We need to extract the events table from GA4 through bigquery (not connecting via Google API directly as it limits both - the number of rows & number of dimensions/metrics), however as there are several nested columns, the ADF reads data in the given format:
{
"v": [{
"v": {
"f": [{
"v": "firebase_conversion"
}, {
"v": {
"f": [{
"v": null
}, {
"v": "0"
}, {
"v": null
}, {
"v": null
}]
}
}]
}
}, {
"v": {
"f": [{
"v": "ga_session_id"
}, {
"v": {
"f": [{
"v": null
}, {
"v": "123"
}, {
"v": null
}, {
"v": null
}]
}
}]
}
}, {
"v": {
"f": [{
"v": "engaged_session_event"
}, {
"v": {
"f": [{
"v": null
}, {
"v": "1"
}, {
"v": null
}, {
"v": null
}]
}
}]
}
}, {
"v": {
"f": [{
"v": "ga_session_number"
}, {
"v": {
"f": [{
"v": null
}, {
"v": "9"
}, {
"v": null
}, {
"v": null
}]
}
}]
}
}, {
"v": {
"f": [{
"v": "page_referrer"
}, {
"v": {
"f": [{
"v": "ABC"
}, {
"v": null
}, {
"v": null
}, {
"v": null
}]
}
}]
}
}, {
"v": {
"f": [{
"v": "page_title"
}, {
"v": {
"f": [{
"v": "ABC"
}, {
"v": null
}, {
"v": null
}, {
"v": null
}]
}
}]
}
}, {
"v": {
"f": [{
"v": "page_location"
}, {
"v": {
"f": [{
"v": "xyz"
}, {
"v": null
}, {
"v": null
}, {
"v": null
}]
}
}]
}
}, {
"v": {
"f": [{
"v": "session_engaged"
}, {
"v": {
"f": [{
"v": null
}, {
"v": "1"
}, {
"v": null
}, {
"v": null
}]
}
}]
}
}]
}
Unnesting is a problem as there are several columns with such data structure, and unnest will increase the number of rows (3.5mn records becomes 40mn).

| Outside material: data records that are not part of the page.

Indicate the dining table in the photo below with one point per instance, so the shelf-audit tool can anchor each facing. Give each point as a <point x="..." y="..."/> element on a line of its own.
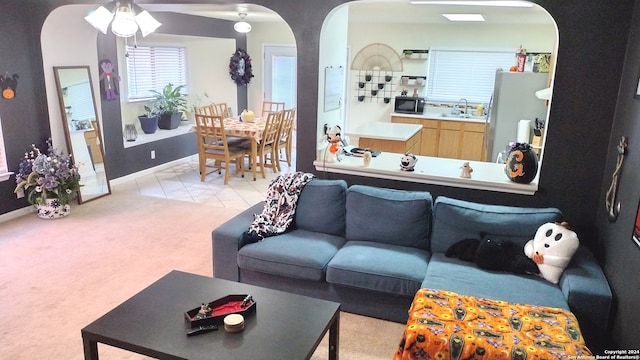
<point x="234" y="127"/>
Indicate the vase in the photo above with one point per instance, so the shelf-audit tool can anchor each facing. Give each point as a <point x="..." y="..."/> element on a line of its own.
<point x="169" y="121"/>
<point x="52" y="209"/>
<point x="130" y="132"/>
<point x="149" y="124"/>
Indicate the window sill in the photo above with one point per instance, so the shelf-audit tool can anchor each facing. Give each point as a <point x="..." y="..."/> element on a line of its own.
<point x="5" y="176"/>
<point x="431" y="170"/>
<point x="160" y="134"/>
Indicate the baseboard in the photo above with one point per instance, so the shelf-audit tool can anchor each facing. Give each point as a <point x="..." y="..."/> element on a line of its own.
<point x="31" y="209"/>
<point x="17" y="213"/>
<point x="149" y="171"/>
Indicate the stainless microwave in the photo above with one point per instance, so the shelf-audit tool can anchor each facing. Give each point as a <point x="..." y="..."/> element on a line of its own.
<point x="409" y="105"/>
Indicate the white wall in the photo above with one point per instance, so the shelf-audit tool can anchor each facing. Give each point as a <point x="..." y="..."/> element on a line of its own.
<point x="207" y="72"/>
<point x="261" y="34"/>
<point x="333" y="53"/>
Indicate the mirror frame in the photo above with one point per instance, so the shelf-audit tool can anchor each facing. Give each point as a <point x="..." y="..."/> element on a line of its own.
<point x="67" y="133"/>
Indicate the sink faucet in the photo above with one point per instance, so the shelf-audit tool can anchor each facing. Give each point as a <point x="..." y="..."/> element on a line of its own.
<point x="456" y="111"/>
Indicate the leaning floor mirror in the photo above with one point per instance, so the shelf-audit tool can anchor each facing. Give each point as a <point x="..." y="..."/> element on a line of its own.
<point x="82" y="130"/>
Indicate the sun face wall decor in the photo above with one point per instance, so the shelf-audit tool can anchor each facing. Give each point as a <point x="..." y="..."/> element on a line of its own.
<point x="240" y="67"/>
<point x="8" y="84"/>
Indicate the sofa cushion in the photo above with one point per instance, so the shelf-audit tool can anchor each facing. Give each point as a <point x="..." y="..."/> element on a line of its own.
<point x="379" y="267"/>
<point x="466" y="278"/>
<point x="455" y="220"/>
<point x="389" y="216"/>
<point x="321" y="207"/>
<point x="299" y="254"/>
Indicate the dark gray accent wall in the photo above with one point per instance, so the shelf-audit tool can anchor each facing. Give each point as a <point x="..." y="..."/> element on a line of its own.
<point x="587" y="117"/>
<point x="619" y="254"/>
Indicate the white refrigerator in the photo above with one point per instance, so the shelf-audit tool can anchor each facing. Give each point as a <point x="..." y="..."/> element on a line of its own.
<point x="513" y="100"/>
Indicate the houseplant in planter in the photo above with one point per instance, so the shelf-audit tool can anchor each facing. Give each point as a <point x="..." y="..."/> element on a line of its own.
<point x="50" y="181"/>
<point x="169" y="104"/>
<point x="148" y="121"/>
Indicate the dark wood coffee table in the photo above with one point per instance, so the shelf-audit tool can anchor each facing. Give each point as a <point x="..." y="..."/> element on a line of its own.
<point x="152" y="323"/>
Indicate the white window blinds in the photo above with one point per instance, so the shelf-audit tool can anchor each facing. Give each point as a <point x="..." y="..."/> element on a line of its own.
<point x="4" y="168"/>
<point x="153" y="67"/>
<point x="465" y="73"/>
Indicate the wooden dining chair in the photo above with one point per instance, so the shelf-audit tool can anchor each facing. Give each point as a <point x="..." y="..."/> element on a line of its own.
<point x="205" y="110"/>
<point x="268" y="145"/>
<point x="213" y="145"/>
<point x="271" y="106"/>
<point x="286" y="135"/>
<point x="221" y="109"/>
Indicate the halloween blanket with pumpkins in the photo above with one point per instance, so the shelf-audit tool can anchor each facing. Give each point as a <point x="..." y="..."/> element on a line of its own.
<point x="445" y="325"/>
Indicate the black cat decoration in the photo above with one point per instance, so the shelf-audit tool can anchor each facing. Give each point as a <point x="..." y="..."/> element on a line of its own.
<point x="9" y="85"/>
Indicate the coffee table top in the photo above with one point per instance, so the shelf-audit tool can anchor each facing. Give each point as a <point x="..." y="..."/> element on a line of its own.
<point x="152" y="322"/>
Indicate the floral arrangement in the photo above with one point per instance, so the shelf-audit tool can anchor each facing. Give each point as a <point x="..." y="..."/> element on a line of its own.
<point x="47" y="176"/>
<point x="240" y="67"/>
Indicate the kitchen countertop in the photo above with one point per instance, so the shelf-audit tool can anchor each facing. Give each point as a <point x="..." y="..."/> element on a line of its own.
<point x="440" y="115"/>
<point x="431" y="170"/>
<point x="386" y="131"/>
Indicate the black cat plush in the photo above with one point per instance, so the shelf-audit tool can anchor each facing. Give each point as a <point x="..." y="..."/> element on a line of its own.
<point x="493" y="255"/>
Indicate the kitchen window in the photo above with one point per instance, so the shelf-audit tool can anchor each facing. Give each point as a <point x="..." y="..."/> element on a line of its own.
<point x="4" y="167"/>
<point x="465" y="73"/>
<point x="153" y="67"/>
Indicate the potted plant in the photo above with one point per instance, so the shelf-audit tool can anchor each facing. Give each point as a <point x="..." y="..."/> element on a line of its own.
<point x="148" y="121"/>
<point x="169" y="105"/>
<point x="50" y="181"/>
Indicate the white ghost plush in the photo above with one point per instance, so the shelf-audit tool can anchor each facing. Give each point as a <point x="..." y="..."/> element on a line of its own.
<point x="552" y="248"/>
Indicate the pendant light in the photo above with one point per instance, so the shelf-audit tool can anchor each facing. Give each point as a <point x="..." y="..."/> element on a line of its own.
<point x="242" y="26"/>
<point x="125" y="18"/>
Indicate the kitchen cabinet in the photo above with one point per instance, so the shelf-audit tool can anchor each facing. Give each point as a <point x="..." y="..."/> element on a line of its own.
<point x="449" y="138"/>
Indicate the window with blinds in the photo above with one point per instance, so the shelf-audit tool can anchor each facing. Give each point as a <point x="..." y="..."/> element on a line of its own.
<point x="465" y="73"/>
<point x="153" y="67"/>
<point x="4" y="167"/>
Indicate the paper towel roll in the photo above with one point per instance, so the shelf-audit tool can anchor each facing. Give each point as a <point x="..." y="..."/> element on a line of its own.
<point x="524" y="131"/>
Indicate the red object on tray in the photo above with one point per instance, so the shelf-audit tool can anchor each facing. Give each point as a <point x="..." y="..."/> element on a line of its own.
<point x="215" y="311"/>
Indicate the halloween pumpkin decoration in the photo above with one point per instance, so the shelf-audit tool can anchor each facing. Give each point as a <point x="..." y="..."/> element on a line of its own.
<point x="8" y="84"/>
<point x="522" y="163"/>
<point x="247" y="116"/>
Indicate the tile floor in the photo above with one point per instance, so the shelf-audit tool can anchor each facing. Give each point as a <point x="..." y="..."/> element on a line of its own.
<point x="182" y="182"/>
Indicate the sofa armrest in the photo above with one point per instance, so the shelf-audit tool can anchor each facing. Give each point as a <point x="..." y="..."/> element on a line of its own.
<point x="587" y="291"/>
<point x="227" y="239"/>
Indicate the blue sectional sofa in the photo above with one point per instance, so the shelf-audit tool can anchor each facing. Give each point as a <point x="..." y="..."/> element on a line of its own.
<point x="372" y="248"/>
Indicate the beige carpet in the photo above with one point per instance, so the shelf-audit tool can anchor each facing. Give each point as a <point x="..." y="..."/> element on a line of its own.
<point x="56" y="276"/>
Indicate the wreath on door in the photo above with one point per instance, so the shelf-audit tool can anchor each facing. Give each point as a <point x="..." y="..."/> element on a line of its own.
<point x="240" y="67"/>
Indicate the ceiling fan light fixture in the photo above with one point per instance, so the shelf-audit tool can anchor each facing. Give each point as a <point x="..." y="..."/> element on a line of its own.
<point x="147" y="23"/>
<point x="123" y="19"/>
<point x="242" y="26"/>
<point x="100" y="19"/>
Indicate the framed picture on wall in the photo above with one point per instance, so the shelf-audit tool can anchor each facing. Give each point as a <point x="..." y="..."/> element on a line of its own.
<point x="636" y="227"/>
<point x="637" y="94"/>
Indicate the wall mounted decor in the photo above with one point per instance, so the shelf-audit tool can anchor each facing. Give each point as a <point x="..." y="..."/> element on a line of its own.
<point x="522" y="163"/>
<point x="240" y="67"/>
<point x="8" y="84"/>
<point x="109" y="80"/>
<point x="613" y="206"/>
<point x="636" y="228"/>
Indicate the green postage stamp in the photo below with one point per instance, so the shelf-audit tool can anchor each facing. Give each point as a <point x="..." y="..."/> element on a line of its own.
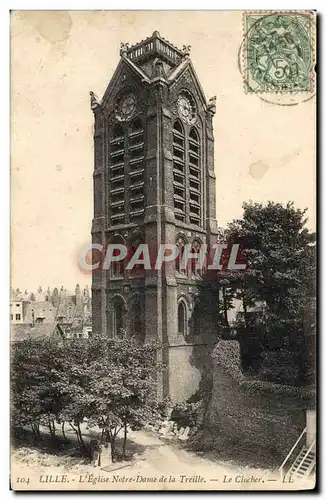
<point x="278" y="51"/>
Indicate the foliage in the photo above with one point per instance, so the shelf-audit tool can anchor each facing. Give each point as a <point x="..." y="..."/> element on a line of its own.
<point x="106" y="382"/>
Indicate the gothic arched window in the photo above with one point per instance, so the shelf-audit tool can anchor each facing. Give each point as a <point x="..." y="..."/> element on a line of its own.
<point x="181" y="246"/>
<point x="136" y="169"/>
<point x="182" y="318"/>
<point x="135" y="240"/>
<point x="195" y="249"/>
<point x="117" y="174"/>
<point x="117" y="268"/>
<point x="137" y="327"/>
<point x="179" y="180"/>
<point x="119" y="313"/>
<point x="194" y="164"/>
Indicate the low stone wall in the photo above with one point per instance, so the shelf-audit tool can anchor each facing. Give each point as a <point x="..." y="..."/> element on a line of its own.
<point x="260" y="416"/>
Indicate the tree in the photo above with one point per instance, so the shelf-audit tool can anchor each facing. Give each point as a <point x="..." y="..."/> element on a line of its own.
<point x="280" y="257"/>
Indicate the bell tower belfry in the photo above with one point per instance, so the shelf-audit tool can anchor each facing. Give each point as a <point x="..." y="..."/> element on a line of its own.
<point x="154" y="183"/>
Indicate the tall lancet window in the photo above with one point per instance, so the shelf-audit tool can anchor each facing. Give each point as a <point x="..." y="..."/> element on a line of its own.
<point x="179" y="179"/>
<point x="117" y="175"/>
<point x="194" y="165"/>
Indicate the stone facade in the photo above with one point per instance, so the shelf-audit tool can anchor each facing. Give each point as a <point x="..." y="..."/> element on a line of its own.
<point x="154" y="183"/>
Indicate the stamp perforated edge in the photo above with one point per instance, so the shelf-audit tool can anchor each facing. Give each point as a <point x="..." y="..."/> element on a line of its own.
<point x="242" y="55"/>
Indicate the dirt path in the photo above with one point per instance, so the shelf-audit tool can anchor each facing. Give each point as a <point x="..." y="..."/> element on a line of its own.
<point x="153" y="457"/>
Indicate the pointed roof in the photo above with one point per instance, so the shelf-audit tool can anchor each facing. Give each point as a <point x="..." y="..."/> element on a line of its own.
<point x="152" y="59"/>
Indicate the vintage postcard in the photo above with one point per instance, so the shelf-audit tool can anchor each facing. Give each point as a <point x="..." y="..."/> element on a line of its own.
<point x="163" y="298"/>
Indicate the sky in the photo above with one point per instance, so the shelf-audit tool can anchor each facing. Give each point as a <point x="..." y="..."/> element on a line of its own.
<point x="263" y="151"/>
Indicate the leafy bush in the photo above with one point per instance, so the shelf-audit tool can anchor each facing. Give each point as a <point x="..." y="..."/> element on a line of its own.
<point x="188" y="414"/>
<point x="109" y="382"/>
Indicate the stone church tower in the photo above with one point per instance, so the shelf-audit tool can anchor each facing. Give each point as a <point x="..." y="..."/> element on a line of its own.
<point x="154" y="183"/>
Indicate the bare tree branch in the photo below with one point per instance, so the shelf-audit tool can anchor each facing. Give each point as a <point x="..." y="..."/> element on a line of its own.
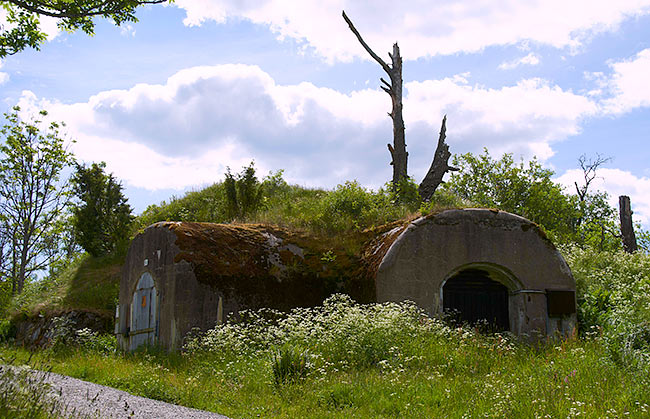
<point x="354" y="30"/>
<point x="439" y="166"/>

The plan is to maybe extract data as is & use azure functions with python functions to flatten it as JSON, but again the null values are creating trouble there.
Someone can suggest the best way to get data on daily basis without extrapolation in the desired format in the data lake?